Scholars address some of these issues by casting wide nets, piecing pornography’s history together by compiling and analyzing fragments of evidence from documents in many physical and digital collections.5 My main goal in creating Advertising Pornography was to facilitate that work by making it easier to search and cross-reference information from advertising material issued by agents connected with the trade. The datasets have been designed so they can be used separately or together to compensate for drawbacks associated with using different kinds of advertising material as sources. Sales catalogues often contain rich descriptions of the items that pornographers sold, and occasionally marginalia. However, few catalogues have survived. Most are also undated and were published anonymously or under pseudonyms. Some do not even provide an address for the seller. In contrast, periodical advertisements survive in huge numbers and have clear dates of publication. Although they were frequently published under pseudonyms, they virtually always include an address, which makes it easier to identify sellers. However, periodical advertisements offer less detail about the items being promoted than sales catalogues do. Often, the only information that they provide is a short title and a price. Moreover, pornographers did not advertise all the items they sold in periodicals. Together, the datasets furnish a clearer picture of what they sold and how and when they sold it than they do individually.
The datasets also facilitate research by indicating whether each item listed for sale in advertising material is mentioned in bibliographies that historians of English pornography often rely on: Peter Mendes’s Clandestine Erotic Fiction in English, 1800–1930 (1993) and Henry Spencer Ashbee’s Index Librorum Prohibitorum (1877), Centuria Librorum Absconditorum (1879) and Catena Librorum Tacendorum (1885).6 These bibliographies offer details about some items that are not available in the advertising material. At the same time, the advertising material fills in details about some items unavailable in these bibliographies and helps identify gaps in publication histories they offer. The value of using these sources together is demonstrated to some degree through a supplementary document included with Sales Catalogues, Catalogue Dating and Attribution. This document explains the working publication dates and attributions that I assigned to each of the catalogues, which are grounded in research that relied partly on data from Periodical Advertising and partly on bibliographies*.*
Collection and Creation
Sales Catalogues, 1840-1856
This dataset is derived from eighteen sales catalogues issued by agents associated with the British pornography trade. Fourteen of the catalogues are from the Michael Sadleir Collection of Ephemera, 1748-1887 at the Lilly Library, Indiana University. Ten of these catalogues are “standalone” catalogues, that is, catalogues issued for distribution on their own, often by mail-order. Two were published in numbers of William Dugdale’s periodical The Exquisite, and two are bound in books. The rest of the catalogues that inform the dataset are bound in books held at the Kinsey Institute Library and Special Collections, Indiana University (1 catalogue), the Harry Ransom Center (1 catalogue), the Wellcome Library (1 catalogue), and the British Library (1 catalogue). I acquired scans of these catalogues during research for a previous project.

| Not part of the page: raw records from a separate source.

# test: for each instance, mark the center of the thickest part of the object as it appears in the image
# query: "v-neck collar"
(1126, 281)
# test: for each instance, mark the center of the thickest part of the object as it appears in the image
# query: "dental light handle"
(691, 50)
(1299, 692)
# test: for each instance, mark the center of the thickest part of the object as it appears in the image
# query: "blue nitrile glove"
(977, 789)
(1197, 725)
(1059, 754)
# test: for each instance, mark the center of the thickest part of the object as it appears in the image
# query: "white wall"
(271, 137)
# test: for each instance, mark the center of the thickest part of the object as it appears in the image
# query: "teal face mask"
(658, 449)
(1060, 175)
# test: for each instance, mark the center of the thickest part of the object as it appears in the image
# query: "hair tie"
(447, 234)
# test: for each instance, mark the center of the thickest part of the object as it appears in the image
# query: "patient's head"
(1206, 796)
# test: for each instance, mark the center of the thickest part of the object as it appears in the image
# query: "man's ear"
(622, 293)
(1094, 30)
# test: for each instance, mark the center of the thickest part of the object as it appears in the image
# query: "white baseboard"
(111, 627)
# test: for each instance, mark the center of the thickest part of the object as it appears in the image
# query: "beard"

To create the dataset, I prepared an Excel file with two sheets to contain catalogue data and metadata. The fields in each sheet are described in the README. I then 1) transcribed the text of the catalogues, 2) checked the transcriptions against the original scans, 3) pasted the transcribed text into the appropriate fields in the Excel sheets, 4) filled in the metadata fields, and 5) did a second check of the transcribed text for accuracy. I created transcription drafts for eight of the catalogues using automated text recognition via Claude 3.7 Sonnet, primarily because I was interested in getting a sense of the model’s ability to accurately transcribe text from historical documents that were unlikely to be in its training data at the time. I uploaded scans of these catalogues to Claude one by one and prompted it to extract text from each catalogue exactly as written. This was largely successful. However, the model occasionally skipped over content in the catalogues or hallucinated words or phrases (it was most prone to do this when attempting to transcribe passages containing Victorian slang). To ensure the dataset’s accuracy, I hand checked the transcriptions against the original scans twice, once after they were generated and once after I had entered them into the spreadsheet, correcting the text as needed. I found that the type in the other catalogues was too small or blurred for Claude or specialized text recognition software to transcribe with an acceptable level of accuracy. I transcribed the text of the remaining ten catalogues entirely by hand. I checked my own transcriptions against the original scans twice.
Some of the catalogues are riddled with misspellings and typographical errors. Misspellings are especially common for French titles and French-language item descriptions, which appear in two of the catalogues. I decided not to correct these errors as they offer historical evidence of the conditions in which the catalogues were issued. In some cases, I placed a [sic] next to misspelled words or typographical errors, and in some cases (especially for very garbled French) I indicated the likely proper spelling of words or phrases in square brackets. However, I did not flag all misspellings with these devices as that would make the data difficult to parse (e.g. I did not flag French words with missing accents since they are so numerous in the French-language titles and item descriptions).
In some cases, classifying items listed for sale in the catalogues was challenging. It was impossible to tell whether many items were cheap books or pamphlets, so I ultimately labelled all bookish items “books” in the metadata field focused on physical format.7 When classifying items by genre, I followed the way the items were represented in the catalogues. For instance, if an item appears under the header “medical books” in one or more of the catalogues, I categorized it as “medical” even if twenty-first century readers would not necessarily consider it a medical work. This approach resulted in a very broad “literary” genre category, encompassing novels, poetry, biographies, and essays. In a few cases, the catalogues did not give a clear impression of an item’s genre, and the item also does not appear to have survived, so I could not rely on my own judgement. In these cases, I designated the genre “unknown.” In a few cases, it was hard to tell whether an item listed for sale was a book or a print collection. In those cases, I assigned it with the most likely format label and noted my uncertainty with a question mark or a note attached to the item entry.
Periodical Advertising, 1822-1870
This dataset is derived from 581 periodical advertisements issued between 1822 and 1870 by figures who issued the catalogues in the Sales Catalogues dataset, their associates, and their competitors. Except for two advertisements, which appeared in the periodical Sportsman's Magazine of Life in London and the Country (London: E. Dipple, 1845), which has been digitized by Google, all of the advertisements in this dataset were published in periodicals that have been digitized and made accessible through the British Newspaper Archive (BNA).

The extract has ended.